Figure 3 Model performance comparison. (a) ROC curves of all models in the internal validation set; (b) calibration curves in the internal validation set, showing agreement between predicted probabilities and observed event rates; (c) decision curve analysis in the internal validation set, illustrating net clinical benefit across a range of threshold probabilities; (d) ROC curves of all models in the external test set; (e) calibration curves in the external test set; (f) decision curve analysis in the external test set.

In the independent external test set, the performance of all models declined slightly compared with the internal validation set but remained acceptable overall (Figure 3d). XGBoost retained the highest observed discrimination, with an AUC of 0.83 compared with 0.82 for logistic regression, indicating only a modest absolute difference in AUC. XGBoost achieved an accuracy of 0.78, sensitivity of 0.66, specificity of 0.83, and F1 score of 0.67 (Table 2).
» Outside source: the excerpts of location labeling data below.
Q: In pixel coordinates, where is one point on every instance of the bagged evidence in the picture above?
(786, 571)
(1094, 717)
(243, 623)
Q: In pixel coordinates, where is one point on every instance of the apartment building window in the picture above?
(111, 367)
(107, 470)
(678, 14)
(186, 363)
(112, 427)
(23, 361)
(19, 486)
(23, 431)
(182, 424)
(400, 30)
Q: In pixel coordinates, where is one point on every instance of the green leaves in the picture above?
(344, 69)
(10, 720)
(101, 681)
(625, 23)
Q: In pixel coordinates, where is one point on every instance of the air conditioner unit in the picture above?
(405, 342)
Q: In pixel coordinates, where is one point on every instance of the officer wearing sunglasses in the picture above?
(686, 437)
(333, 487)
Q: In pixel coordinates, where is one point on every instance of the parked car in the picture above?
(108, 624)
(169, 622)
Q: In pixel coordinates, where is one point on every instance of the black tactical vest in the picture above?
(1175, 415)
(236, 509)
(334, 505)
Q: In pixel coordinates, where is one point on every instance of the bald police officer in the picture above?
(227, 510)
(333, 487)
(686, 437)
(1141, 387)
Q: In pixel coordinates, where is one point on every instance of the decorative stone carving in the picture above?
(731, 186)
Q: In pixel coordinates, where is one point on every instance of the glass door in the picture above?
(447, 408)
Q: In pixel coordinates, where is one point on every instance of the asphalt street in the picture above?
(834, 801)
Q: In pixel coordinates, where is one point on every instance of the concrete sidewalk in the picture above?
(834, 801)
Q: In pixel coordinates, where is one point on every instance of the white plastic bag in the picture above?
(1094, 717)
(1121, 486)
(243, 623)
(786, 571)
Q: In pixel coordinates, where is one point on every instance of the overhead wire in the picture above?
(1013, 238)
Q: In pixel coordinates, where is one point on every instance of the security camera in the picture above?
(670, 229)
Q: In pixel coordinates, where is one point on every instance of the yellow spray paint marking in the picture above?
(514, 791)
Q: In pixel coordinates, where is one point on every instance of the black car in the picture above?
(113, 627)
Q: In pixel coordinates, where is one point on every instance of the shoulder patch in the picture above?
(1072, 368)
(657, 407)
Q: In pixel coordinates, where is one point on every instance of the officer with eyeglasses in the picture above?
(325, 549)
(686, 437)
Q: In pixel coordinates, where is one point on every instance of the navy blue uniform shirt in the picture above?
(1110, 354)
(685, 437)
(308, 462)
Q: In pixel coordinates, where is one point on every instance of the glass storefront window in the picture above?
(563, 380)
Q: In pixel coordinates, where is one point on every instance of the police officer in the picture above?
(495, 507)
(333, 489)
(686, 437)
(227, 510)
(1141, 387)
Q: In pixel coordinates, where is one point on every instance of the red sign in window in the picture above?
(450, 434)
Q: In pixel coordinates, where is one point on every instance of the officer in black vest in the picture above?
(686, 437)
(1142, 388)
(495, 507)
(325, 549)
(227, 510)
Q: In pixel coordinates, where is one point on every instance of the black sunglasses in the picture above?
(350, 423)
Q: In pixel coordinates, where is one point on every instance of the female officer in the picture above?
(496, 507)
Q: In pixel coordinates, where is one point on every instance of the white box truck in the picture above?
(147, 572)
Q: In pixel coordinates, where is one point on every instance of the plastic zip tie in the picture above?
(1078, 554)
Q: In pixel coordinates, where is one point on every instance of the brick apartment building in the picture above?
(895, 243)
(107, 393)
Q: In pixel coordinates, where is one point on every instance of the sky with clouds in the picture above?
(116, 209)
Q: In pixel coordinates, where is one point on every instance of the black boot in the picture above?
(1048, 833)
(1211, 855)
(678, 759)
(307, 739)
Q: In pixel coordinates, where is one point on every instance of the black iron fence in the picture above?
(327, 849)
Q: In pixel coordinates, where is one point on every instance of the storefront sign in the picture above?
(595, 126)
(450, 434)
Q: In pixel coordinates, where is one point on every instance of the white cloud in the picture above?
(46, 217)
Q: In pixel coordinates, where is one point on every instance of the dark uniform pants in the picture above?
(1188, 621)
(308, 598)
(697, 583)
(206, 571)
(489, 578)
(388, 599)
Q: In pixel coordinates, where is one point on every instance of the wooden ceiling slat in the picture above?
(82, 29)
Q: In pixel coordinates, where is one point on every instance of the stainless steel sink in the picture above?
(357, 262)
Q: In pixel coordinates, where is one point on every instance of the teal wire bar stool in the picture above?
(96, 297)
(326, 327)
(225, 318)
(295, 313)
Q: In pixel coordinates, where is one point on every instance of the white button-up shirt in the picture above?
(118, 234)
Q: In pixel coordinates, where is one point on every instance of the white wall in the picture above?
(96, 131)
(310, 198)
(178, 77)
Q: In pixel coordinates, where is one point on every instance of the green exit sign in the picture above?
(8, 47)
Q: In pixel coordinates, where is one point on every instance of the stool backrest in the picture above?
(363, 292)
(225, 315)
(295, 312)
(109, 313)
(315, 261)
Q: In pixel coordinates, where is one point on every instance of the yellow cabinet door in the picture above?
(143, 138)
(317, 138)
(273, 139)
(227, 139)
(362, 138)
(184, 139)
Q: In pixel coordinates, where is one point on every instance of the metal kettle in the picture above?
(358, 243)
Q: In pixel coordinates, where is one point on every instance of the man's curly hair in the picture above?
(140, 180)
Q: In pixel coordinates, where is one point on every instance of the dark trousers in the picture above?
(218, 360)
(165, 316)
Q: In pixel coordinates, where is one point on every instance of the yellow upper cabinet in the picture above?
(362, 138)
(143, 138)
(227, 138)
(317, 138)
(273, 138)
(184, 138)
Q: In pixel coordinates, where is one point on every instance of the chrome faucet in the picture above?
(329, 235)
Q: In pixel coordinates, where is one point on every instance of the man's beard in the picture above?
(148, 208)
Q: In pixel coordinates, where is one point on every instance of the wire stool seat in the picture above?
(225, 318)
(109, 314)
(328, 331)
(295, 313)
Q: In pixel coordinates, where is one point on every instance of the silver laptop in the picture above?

Accordingly, XGBoost was selected as the final model because of its overall balance across discrimination, calibration, and decision-curve performance rather than because of a large gain in discrimination alone. The external calibration curve demonstrated that the predicted probabilities of the XGBoost model aligned well with the actual risks (Figure 3e), and the external DCA further confirmed stable net benefit across a wide range of threshold probabilities (Figure 3f).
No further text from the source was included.